Although the strike by the 265 workers against the port company's two container terminals will be only for a symbolic three hours and 15 minutes from 10 am, the Maritime Union is inviting family members and supporters to join them at information pickets outside both sites, where there will be barbecues to celebrate the public holiday.
Information pickets differ from hard action by not being aimed at stopping traffic from reaching the wharves, which will remain open for non-containerised freight, but closed to container trucks between 9 am and 1:30 pm.
And although the strike will be the fifth held by the union for a pay rise of 4.5 percent to 4.9 percent and allowances which the port company warns will boost labour costs by more than 10 percent, no more notices of industrial action have been served ahead of enhanced negotiations due to begin tomorrow.
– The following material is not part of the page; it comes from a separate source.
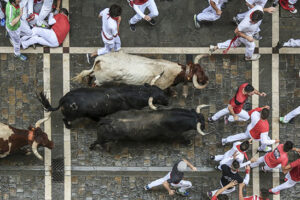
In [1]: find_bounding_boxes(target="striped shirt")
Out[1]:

Unionists pay tribute every Labour Day to the stand taken by Parnell at Petone in 1840 in insisting he would work no more than eight hours a day, leaving eight hours to sleep and eight hours for men to do what little things they can for themselves.
Maritime Union advocate and branch president Denis Carlisle said the latest strike was to highlight that, despite Parnell's efforts, Labour Day was usually a normal working day at the port.
The negotiations tomorrow and on Friday will be held before a facilitator from the Employment Relations Authority, which agreed last week to a request by the port company to become involved under a rarely- invoked provision in industrial law.
Carlisle said his negotiating team had decided against lodging any more strike notices in the meantime in opposition to the company's offer of a 3.25 per cent pay rise for each of three years.
Unlike during a 48-hour strike three weeks ago, when one container ship bypassed Auckland and several others were disrupted, the port company says there will be no impact on vessels today.